In the streets Mahmoud saw hundreds of people running, others staggering and falling. There was total panic, and shouts to evacuate above the cacophany of screaming. Parts of the city were on fire, and flames licked high into the fading light of dusk. Mahmoud saw one of his brothers among the scrum, handed little Azhin to him and ran back to the cellar for the rest of his family.

He had been outside for little more than 15 minutes, but as he walked down the cellar steps he noticed that the darkness was completely silent. There was not a murmur. A breeze had blown a bank of gas down the cellar steps. “The smell of gas was thick in the dark,” he says. “All 150 people were silent, many already dead, though some were moving. I was scrambling over bodies trying to find my family.”

Lighting a match, he found his mother. “She was unconscious, and there was saliva pouring from her mouth. I started to panic. I was trying to find my wife and children but my vision began to fail. Water started coming out of my nose, and my throat was closing.” Mahmoud fled alone, blundering up the steps and collapsing unconscious in a street. Waking hours later to the sense of a cool breeze, he realised that he was totally blind. He staggered around the empty streets for a while, tripping over bodies, before meeting a child who could still see.

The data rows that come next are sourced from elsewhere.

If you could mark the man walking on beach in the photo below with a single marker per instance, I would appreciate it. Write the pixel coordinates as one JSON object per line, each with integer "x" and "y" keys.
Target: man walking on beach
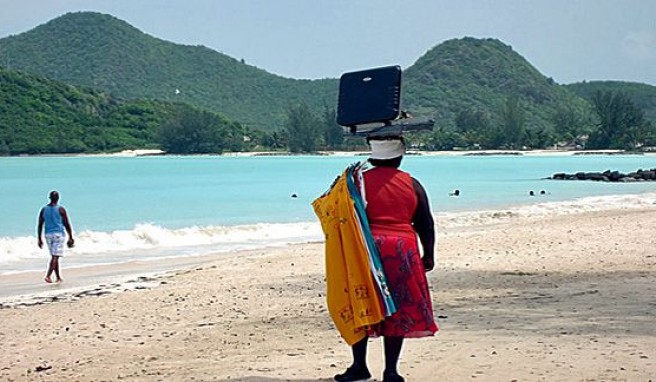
{"x": 55, "y": 219}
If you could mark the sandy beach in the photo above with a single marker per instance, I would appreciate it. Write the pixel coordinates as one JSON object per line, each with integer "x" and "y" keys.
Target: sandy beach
{"x": 565, "y": 298}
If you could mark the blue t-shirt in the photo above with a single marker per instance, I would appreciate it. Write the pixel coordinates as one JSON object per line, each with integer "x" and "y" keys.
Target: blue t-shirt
{"x": 52, "y": 219}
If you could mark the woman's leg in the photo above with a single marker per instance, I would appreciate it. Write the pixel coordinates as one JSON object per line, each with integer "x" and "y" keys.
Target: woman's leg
{"x": 358, "y": 371}
{"x": 392, "y": 347}
{"x": 55, "y": 267}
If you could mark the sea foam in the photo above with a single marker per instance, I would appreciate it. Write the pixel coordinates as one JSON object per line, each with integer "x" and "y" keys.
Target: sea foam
{"x": 151, "y": 242}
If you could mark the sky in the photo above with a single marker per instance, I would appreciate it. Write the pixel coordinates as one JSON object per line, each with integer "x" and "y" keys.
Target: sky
{"x": 567, "y": 40}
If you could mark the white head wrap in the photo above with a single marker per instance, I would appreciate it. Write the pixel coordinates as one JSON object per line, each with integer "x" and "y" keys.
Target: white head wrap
{"x": 386, "y": 149}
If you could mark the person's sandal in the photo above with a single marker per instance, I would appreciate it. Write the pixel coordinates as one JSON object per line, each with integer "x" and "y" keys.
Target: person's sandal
{"x": 392, "y": 377}
{"x": 353, "y": 374}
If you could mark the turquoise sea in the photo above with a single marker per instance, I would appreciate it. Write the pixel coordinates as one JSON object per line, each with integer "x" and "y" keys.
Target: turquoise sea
{"x": 147, "y": 208}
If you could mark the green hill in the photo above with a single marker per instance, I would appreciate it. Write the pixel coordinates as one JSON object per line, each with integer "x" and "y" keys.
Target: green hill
{"x": 103, "y": 52}
{"x": 42, "y": 116}
{"x": 481, "y": 74}
{"x": 480, "y": 91}
{"x": 642, "y": 95}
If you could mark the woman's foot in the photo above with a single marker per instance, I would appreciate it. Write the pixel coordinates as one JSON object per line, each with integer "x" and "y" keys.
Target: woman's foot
{"x": 353, "y": 374}
{"x": 392, "y": 377}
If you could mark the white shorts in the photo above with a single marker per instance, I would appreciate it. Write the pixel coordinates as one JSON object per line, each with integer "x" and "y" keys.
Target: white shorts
{"x": 56, "y": 243}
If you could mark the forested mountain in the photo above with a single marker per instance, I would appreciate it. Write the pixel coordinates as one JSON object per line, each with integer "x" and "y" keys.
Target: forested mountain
{"x": 481, "y": 75}
{"x": 480, "y": 92}
{"x": 643, "y": 95}
{"x": 42, "y": 116}
{"x": 103, "y": 52}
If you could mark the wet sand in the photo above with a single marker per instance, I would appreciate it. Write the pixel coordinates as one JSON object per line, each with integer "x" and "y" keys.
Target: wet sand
{"x": 565, "y": 298}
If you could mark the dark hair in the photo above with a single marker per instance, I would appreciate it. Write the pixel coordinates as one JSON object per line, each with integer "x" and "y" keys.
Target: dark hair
{"x": 394, "y": 162}
{"x": 54, "y": 196}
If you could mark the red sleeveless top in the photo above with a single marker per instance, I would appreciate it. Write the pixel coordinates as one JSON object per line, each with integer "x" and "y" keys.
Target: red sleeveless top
{"x": 391, "y": 201}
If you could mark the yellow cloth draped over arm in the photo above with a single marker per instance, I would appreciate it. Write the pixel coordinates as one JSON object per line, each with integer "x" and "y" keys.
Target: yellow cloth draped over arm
{"x": 352, "y": 298}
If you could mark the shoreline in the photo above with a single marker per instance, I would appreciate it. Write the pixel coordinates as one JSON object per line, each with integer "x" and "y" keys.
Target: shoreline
{"x": 27, "y": 287}
{"x": 550, "y": 298}
{"x": 540, "y": 152}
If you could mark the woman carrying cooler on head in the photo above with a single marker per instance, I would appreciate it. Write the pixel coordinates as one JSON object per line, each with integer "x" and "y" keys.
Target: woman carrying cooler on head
{"x": 398, "y": 211}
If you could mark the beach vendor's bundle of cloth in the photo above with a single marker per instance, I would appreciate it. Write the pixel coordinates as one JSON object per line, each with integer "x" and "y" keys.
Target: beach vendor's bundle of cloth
{"x": 357, "y": 291}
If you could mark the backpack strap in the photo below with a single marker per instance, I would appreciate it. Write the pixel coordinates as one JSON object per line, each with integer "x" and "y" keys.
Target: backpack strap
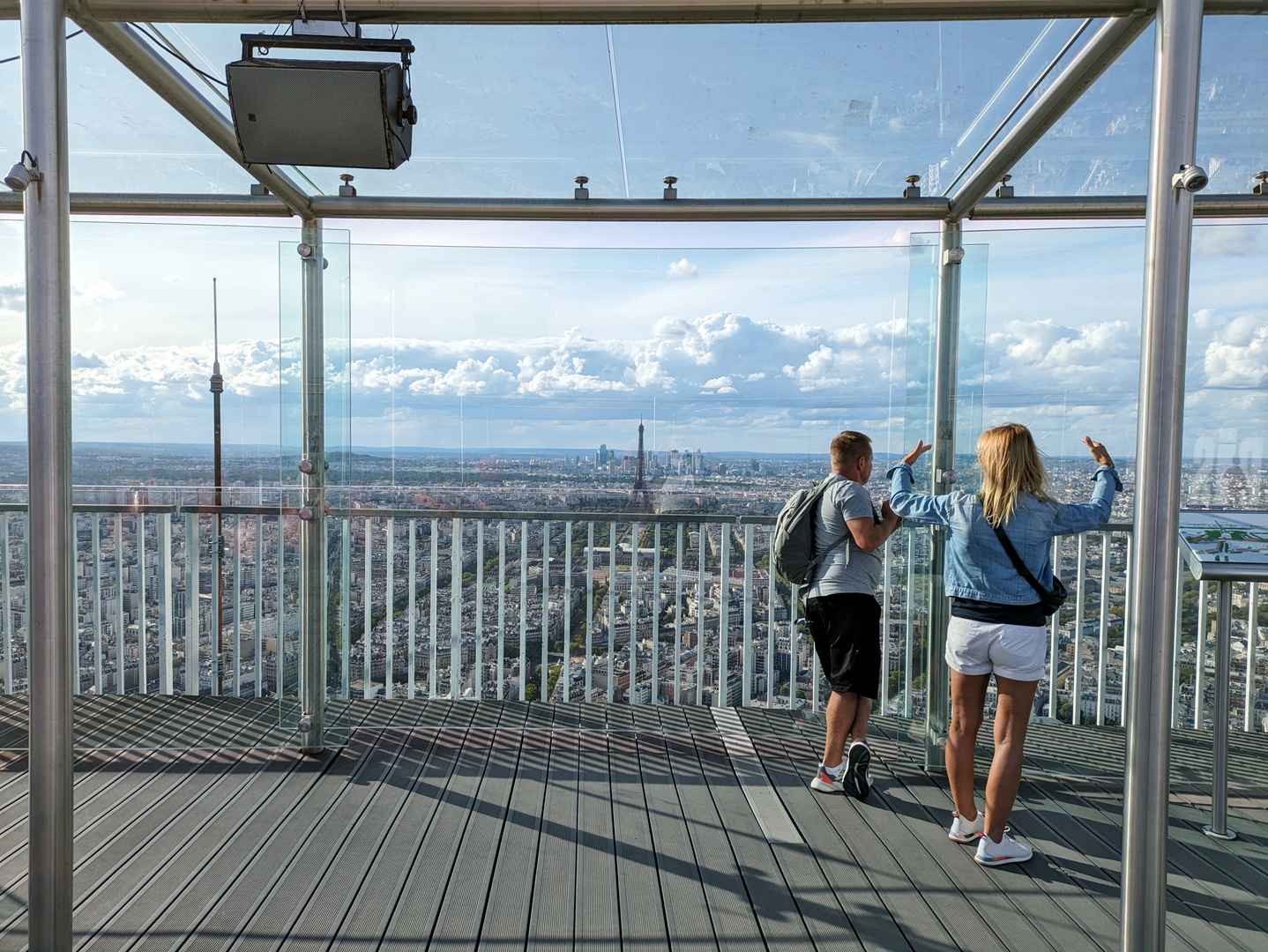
{"x": 1018, "y": 564}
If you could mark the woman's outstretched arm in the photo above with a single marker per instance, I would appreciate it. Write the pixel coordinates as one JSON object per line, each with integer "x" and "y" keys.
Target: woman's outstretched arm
{"x": 914, "y": 507}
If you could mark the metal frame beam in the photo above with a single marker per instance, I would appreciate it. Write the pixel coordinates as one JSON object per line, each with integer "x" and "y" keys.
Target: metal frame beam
{"x": 405, "y": 11}
{"x": 133, "y": 51}
{"x": 1088, "y": 65}
{"x": 1096, "y": 207}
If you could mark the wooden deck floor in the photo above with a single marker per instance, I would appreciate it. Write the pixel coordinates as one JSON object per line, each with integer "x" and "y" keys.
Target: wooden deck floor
{"x": 506, "y": 825}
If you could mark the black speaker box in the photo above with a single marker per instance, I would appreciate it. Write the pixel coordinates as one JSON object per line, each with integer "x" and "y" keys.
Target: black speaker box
{"x": 316, "y": 112}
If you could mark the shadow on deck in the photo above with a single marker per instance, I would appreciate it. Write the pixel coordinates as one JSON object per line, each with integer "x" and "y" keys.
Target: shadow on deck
{"x": 585, "y": 827}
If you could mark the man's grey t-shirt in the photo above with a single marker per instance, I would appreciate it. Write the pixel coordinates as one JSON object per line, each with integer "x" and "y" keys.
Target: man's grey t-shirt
{"x": 859, "y": 572}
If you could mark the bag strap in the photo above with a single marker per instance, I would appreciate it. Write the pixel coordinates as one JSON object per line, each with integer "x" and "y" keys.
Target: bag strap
{"x": 1017, "y": 562}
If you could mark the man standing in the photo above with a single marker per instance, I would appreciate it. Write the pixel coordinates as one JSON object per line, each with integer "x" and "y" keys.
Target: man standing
{"x": 843, "y": 615}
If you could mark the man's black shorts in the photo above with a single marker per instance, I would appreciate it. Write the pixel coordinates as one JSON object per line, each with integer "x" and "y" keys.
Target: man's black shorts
{"x": 846, "y": 631}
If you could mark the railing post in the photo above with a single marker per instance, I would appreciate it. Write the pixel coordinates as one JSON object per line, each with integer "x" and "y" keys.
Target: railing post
{"x": 1252, "y": 645}
{"x": 1219, "y": 827}
{"x": 49, "y": 568}
{"x": 312, "y": 524}
{"x": 945, "y": 364}
{"x": 1160, "y": 428}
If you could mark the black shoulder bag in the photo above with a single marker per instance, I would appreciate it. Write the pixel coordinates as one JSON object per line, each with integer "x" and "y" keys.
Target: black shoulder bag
{"x": 1048, "y": 601}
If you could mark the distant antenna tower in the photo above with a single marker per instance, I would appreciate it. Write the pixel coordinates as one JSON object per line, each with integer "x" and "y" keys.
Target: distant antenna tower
{"x": 219, "y": 541}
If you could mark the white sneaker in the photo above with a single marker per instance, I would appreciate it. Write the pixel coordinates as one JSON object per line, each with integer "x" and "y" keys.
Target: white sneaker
{"x": 1006, "y": 851}
{"x": 966, "y": 830}
{"x": 827, "y": 781}
{"x": 857, "y": 775}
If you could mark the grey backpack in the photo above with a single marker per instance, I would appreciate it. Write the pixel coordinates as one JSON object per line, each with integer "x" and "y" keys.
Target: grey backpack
{"x": 793, "y": 547}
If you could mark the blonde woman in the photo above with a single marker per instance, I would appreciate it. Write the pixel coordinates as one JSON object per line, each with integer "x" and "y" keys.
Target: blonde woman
{"x": 996, "y": 613}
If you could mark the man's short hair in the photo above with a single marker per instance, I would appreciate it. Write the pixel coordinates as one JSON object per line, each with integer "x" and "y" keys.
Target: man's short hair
{"x": 847, "y": 446}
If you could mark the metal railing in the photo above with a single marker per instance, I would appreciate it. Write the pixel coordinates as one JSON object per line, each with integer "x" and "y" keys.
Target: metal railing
{"x": 567, "y": 606}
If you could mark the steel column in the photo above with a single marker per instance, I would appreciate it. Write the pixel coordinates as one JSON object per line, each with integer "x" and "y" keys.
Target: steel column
{"x": 49, "y": 573}
{"x": 945, "y": 361}
{"x": 1219, "y": 825}
{"x": 1160, "y": 428}
{"x": 312, "y": 523}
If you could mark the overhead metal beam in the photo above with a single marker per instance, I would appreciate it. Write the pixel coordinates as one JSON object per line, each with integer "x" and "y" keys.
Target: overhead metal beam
{"x": 619, "y": 11}
{"x": 135, "y": 52}
{"x": 1085, "y": 69}
{"x": 1094, "y": 207}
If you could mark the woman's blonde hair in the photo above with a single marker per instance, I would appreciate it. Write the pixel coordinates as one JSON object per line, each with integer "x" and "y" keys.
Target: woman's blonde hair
{"x": 1010, "y": 465}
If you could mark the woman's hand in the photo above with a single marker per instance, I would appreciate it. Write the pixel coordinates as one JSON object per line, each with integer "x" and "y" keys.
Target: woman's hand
{"x": 1099, "y": 451}
{"x": 921, "y": 449}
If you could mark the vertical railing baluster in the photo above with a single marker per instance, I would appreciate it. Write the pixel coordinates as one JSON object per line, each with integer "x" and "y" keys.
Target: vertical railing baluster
{"x": 634, "y": 534}
{"x": 345, "y": 608}
{"x": 656, "y": 615}
{"x": 165, "y": 604}
{"x": 1200, "y": 663}
{"x": 434, "y": 622}
{"x": 677, "y": 616}
{"x": 1054, "y": 636}
{"x": 700, "y": 614}
{"x": 1177, "y": 640}
{"x": 909, "y": 618}
{"x": 611, "y": 611}
{"x": 524, "y": 610}
{"x": 259, "y": 607}
{"x": 590, "y": 610}
{"x": 1252, "y": 647}
{"x": 747, "y": 670}
{"x": 193, "y": 606}
{"x": 770, "y": 619}
{"x": 119, "y": 640}
{"x": 724, "y": 618}
{"x": 367, "y": 615}
{"x": 501, "y": 607}
{"x": 1103, "y": 630}
{"x": 6, "y": 606}
{"x": 1080, "y": 581}
{"x": 98, "y": 682}
{"x": 455, "y": 608}
{"x": 546, "y": 607}
{"x": 390, "y": 611}
{"x": 413, "y": 608}
{"x": 566, "y": 670}
{"x": 884, "y": 629}
{"x": 478, "y": 671}
{"x": 237, "y": 606}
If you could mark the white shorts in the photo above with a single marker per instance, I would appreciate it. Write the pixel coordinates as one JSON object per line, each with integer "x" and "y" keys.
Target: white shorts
{"x": 1013, "y": 651}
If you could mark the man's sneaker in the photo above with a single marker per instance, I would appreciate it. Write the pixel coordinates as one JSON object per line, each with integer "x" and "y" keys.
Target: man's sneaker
{"x": 857, "y": 778}
{"x": 828, "y": 781}
{"x": 1006, "y": 851}
{"x": 966, "y": 830}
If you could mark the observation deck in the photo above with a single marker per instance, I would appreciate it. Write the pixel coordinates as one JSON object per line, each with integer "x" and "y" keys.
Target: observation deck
{"x": 501, "y": 824}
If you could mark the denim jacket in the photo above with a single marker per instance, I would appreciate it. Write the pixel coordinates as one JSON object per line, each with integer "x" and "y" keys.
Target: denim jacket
{"x": 976, "y": 564}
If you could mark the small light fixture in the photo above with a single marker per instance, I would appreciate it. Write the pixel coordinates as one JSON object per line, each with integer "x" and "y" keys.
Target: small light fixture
{"x": 25, "y": 171}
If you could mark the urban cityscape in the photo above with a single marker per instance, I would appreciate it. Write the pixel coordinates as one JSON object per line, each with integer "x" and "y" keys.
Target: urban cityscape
{"x": 549, "y": 576}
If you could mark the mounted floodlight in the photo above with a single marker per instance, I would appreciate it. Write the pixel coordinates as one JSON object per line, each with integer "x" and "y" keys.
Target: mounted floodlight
{"x": 25, "y": 171}
{"x": 354, "y": 115}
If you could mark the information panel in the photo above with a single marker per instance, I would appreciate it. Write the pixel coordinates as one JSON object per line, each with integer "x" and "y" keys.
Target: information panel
{"x": 1225, "y": 546}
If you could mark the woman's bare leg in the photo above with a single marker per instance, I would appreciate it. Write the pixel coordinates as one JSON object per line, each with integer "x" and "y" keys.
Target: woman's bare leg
{"x": 967, "y": 695}
{"x": 1012, "y": 715}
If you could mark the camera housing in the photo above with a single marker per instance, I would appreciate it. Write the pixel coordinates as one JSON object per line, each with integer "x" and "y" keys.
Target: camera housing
{"x": 1191, "y": 178}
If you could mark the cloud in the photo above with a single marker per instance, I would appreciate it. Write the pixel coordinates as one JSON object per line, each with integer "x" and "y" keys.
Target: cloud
{"x": 682, "y": 269}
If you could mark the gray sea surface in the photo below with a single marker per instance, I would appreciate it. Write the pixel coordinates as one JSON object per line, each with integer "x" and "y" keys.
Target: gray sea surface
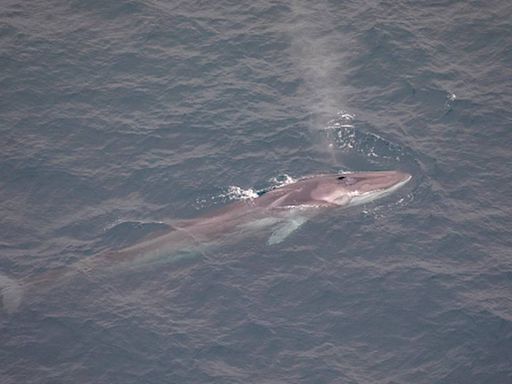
{"x": 117, "y": 116}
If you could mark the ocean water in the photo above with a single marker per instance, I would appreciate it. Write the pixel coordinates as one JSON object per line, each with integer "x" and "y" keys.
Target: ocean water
{"x": 118, "y": 116}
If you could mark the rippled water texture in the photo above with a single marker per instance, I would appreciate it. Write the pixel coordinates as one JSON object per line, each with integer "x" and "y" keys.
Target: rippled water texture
{"x": 118, "y": 116}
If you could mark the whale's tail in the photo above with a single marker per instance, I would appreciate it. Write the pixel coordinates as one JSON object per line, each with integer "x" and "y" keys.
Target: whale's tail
{"x": 11, "y": 293}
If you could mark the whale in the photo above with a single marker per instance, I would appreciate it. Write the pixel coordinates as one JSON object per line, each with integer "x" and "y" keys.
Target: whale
{"x": 277, "y": 213}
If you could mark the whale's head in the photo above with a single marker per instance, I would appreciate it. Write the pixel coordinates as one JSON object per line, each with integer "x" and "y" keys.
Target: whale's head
{"x": 351, "y": 189}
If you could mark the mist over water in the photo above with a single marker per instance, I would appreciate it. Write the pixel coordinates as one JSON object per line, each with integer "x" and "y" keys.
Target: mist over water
{"x": 119, "y": 117}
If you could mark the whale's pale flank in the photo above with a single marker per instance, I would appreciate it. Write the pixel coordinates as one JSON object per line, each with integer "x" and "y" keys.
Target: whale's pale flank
{"x": 279, "y": 211}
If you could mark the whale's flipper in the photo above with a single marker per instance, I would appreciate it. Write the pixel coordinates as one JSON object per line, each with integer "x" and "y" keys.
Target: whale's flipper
{"x": 284, "y": 229}
{"x": 11, "y": 294}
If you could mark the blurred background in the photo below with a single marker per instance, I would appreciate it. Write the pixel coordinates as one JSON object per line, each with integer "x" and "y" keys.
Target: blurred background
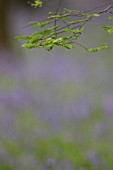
{"x": 56, "y": 108}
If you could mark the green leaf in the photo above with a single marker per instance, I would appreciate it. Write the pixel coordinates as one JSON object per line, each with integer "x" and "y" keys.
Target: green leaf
{"x": 30, "y": 46}
{"x": 74, "y": 31}
{"x": 24, "y": 37}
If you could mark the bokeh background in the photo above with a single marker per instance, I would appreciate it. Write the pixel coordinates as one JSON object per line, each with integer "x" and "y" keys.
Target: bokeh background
{"x": 56, "y": 108}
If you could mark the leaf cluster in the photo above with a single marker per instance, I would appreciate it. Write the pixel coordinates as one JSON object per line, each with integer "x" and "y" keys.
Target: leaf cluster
{"x": 63, "y": 29}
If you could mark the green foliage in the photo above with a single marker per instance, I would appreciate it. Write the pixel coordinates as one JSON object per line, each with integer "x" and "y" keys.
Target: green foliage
{"x": 102, "y": 47}
{"x": 63, "y": 29}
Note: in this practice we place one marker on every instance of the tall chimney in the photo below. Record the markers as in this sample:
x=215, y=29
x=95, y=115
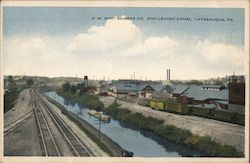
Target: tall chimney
x=169, y=75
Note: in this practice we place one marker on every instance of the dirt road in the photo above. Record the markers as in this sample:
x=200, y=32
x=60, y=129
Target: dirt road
x=221, y=132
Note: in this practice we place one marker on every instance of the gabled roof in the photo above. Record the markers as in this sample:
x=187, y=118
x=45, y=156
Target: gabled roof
x=198, y=93
x=126, y=87
x=179, y=89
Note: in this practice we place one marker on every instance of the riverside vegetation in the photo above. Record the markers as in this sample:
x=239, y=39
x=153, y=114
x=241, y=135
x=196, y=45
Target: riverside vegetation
x=203, y=144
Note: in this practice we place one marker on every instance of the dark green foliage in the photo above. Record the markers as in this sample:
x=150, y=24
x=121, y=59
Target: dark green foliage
x=66, y=87
x=169, y=132
x=91, y=101
x=194, y=82
x=172, y=133
x=73, y=89
x=9, y=99
x=29, y=82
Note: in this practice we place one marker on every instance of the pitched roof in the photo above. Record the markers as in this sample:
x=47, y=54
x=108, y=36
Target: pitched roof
x=198, y=93
x=179, y=89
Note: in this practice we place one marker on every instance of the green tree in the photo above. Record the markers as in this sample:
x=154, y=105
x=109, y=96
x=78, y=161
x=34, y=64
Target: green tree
x=66, y=87
x=29, y=82
x=73, y=89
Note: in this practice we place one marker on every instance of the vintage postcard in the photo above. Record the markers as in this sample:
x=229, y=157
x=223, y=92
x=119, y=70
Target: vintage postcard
x=101, y=81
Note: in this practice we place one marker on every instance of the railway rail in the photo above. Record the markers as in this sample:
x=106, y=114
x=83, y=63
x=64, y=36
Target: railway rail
x=77, y=147
x=49, y=146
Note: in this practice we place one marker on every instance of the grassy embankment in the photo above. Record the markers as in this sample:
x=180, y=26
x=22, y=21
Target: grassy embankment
x=203, y=144
x=9, y=99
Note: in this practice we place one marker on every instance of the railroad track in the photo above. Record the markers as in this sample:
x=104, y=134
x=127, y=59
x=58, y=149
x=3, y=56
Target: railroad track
x=76, y=146
x=49, y=146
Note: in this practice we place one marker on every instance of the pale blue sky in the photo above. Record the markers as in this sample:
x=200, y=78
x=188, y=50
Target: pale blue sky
x=54, y=24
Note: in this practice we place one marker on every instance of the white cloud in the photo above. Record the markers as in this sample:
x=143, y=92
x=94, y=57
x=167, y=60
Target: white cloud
x=115, y=35
x=117, y=49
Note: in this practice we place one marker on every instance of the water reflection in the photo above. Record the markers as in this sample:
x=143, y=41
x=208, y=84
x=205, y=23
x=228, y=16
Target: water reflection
x=141, y=142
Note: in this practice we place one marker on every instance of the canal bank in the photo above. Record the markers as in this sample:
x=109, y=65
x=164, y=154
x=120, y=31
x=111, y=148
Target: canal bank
x=142, y=143
x=104, y=142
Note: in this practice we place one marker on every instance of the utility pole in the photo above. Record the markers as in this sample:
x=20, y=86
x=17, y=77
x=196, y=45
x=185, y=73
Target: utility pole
x=100, y=126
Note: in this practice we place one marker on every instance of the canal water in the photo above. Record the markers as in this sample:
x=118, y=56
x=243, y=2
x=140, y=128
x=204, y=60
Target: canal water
x=141, y=143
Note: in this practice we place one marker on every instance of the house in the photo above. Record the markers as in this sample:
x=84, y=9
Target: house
x=145, y=91
x=121, y=90
x=162, y=91
x=217, y=96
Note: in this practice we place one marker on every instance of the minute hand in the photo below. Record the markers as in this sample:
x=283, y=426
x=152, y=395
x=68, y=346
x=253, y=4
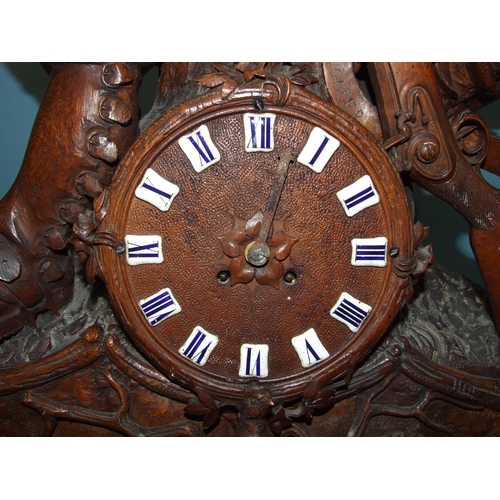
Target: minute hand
x=275, y=195
x=257, y=252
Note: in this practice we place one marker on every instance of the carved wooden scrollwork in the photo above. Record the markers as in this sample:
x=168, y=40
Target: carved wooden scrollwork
x=433, y=370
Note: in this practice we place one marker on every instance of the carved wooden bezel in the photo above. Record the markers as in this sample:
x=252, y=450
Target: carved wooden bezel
x=300, y=104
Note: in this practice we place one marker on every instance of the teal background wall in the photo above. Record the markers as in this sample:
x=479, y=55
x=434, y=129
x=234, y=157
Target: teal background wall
x=21, y=89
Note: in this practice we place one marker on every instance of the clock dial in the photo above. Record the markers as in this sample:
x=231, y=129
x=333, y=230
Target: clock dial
x=263, y=246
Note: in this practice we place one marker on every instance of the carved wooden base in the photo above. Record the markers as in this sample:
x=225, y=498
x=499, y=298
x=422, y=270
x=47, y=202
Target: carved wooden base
x=437, y=373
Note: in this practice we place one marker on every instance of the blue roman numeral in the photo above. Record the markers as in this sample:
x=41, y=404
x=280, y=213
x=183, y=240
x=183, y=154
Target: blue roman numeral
x=159, y=307
x=265, y=132
x=202, y=147
x=310, y=350
x=370, y=252
x=154, y=189
x=350, y=313
x=319, y=151
x=138, y=251
x=253, y=360
x=195, y=350
x=255, y=369
x=358, y=198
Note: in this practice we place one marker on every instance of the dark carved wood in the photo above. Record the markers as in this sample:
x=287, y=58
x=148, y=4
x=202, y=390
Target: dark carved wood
x=72, y=362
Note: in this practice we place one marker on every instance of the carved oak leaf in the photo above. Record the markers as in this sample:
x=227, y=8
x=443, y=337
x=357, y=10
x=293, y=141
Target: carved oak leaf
x=227, y=76
x=251, y=70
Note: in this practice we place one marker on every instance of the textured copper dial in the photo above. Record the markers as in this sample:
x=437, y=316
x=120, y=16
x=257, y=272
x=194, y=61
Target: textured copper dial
x=227, y=306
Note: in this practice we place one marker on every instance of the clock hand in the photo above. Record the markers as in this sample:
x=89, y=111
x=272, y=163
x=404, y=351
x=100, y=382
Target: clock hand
x=257, y=252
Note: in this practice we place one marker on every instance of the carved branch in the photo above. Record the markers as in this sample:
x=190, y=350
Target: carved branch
x=119, y=421
x=76, y=356
x=145, y=375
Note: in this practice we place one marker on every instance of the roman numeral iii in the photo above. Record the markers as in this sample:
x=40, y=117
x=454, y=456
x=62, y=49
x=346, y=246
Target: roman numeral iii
x=369, y=252
x=199, y=148
x=259, y=131
x=253, y=360
x=350, y=311
x=199, y=346
x=159, y=306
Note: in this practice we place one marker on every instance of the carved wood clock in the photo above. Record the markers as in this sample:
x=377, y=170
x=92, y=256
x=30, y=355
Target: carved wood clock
x=258, y=236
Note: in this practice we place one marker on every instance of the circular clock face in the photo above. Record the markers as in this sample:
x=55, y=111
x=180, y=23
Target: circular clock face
x=257, y=245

The boy led him by the hand to the hills, from where he was evacuated by Iranian troops to a hospital inside Iran. It was 43 days before Mahmoud’s vision returned. Weeks later he heard that Azhin was still alive. She was still in Iraq, living with his brother near the town of Darband-i-Khan, 38 miles (60 kilometres) southeast of Sulaimaniyah. But the rest of his family — mother, sister, wife, daughter and sons — were missing, apparently dead.

Mahmoud spent the next four years in a constant search through Kurdish refugee camps in Iran hoping to discover them. He found no trace.


There is a lot more there. Go read it and remember. When Susan Sarandon asks what has Saddam done to us. And Mike Farell tells us that inspections are working. When the Dixie Chicks tell us how ashamed they are of the President being from the same state. When Chrissy Hynde says she hopes we lose this war. When Jacques Chirac says inspections are working. Their under their plan the beast that ordered these attacks and worse is free to continue to bring this 'peace' to his people.